Files
ik_llama.cpp/github-data/issues/498 - question_ about quantize method.md
2025-07-23 13:31:53 +02:00

2.0 KiB

📝 #498 - question: about quantize method

Author nigelzzz
State Closed
Created 2025-06-06
Updated 2025-06-14

Description

Hi, the project is amazing and interesting, looks like it better thank origin llama.cpp.

I would like to study the repo and because there are a lot of quantize method same with origin llama.cpp, can i know how to choose quantize method to study.

my env is rpi5, and i often test bitnet and llama3.2 1b or 3b.

thanks


💬 Conversation

👤 ikawrakow commented the 2025-06-06 at 16:39:00:

For BitNet take a look at IQ1_BN and IQ2_BN. The packing in IQ2_BN is simpler and easier to understand, but uses 2 bits per weight. IQ1_BN uses 1.625 bits per weight, which is very close to the theoretical 1.58 bits for a ternary data type.

Otherwise not sure what to recommend. Any of the quantization types should be OK for LlaMA-3.1-1B/3B on Rpi5. If you are new to the subject, it might be better to look into the simpler quantization types (e.g., QX_K) first.

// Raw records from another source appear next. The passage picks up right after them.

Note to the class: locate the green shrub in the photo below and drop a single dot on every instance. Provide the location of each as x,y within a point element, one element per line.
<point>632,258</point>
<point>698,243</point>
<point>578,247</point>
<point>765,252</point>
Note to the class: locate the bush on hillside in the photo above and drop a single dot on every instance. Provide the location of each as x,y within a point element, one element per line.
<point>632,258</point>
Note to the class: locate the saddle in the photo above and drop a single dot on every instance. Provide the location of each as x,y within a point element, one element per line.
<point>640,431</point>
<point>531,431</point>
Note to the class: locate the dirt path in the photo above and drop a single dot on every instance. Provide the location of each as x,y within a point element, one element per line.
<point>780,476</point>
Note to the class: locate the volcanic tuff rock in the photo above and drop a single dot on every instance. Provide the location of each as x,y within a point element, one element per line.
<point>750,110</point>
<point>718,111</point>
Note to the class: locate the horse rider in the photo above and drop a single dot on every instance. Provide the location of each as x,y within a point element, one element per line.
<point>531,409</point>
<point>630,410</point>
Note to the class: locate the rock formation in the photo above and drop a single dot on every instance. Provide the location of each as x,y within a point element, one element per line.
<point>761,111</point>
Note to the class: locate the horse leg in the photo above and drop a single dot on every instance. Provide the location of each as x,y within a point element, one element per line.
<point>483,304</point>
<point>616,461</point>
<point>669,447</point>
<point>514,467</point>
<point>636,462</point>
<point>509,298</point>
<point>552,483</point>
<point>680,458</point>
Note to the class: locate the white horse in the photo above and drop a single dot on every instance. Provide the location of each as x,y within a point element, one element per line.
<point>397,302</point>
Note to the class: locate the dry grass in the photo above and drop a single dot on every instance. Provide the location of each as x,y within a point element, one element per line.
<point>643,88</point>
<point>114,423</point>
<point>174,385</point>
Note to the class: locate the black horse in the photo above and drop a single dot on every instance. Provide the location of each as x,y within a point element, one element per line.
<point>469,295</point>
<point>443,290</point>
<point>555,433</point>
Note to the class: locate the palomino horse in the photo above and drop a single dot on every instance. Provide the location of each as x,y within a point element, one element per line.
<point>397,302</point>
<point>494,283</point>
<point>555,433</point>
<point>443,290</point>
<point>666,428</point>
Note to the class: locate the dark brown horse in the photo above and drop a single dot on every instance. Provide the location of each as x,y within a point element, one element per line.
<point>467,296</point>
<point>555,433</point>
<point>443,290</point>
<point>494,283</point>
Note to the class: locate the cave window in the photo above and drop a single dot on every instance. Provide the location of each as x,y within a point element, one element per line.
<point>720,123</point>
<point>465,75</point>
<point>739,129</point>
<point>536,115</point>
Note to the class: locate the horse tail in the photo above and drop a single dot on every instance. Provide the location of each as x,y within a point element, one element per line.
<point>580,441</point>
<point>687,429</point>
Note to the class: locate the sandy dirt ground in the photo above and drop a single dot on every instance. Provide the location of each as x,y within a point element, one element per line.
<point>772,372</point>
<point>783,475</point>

👤 aezendc commented the 2025-06-09 at 10:48:49:

For BitNet take a look at IQ1_BN and IQ2_BN. The packing in IQ2_BN is simpler and easier to understand, but uses 2 bits per weight. IQ1_BN uses 1.625 bits per weight, which is very close to the theoretical 1.58 bits for a ternary data type.

Otherwise not sure what to recommend. Any of the quantization types should be OK for LlaMA-3.1-1B/3B on Rpi5. If you are new to the subject, it might be better to look into the simpler quantization types (e.g., QX_K) first.

I like the iq1_bn quantize. Its good and I am using it. Is there a way we can make this support function calling?


👤 ikawrakow commented the 2025-06-09 at 11:01:33:

See #407


👤 ikawrakow commented the 2025-06-14 at 12:01:58:

I think we can close it.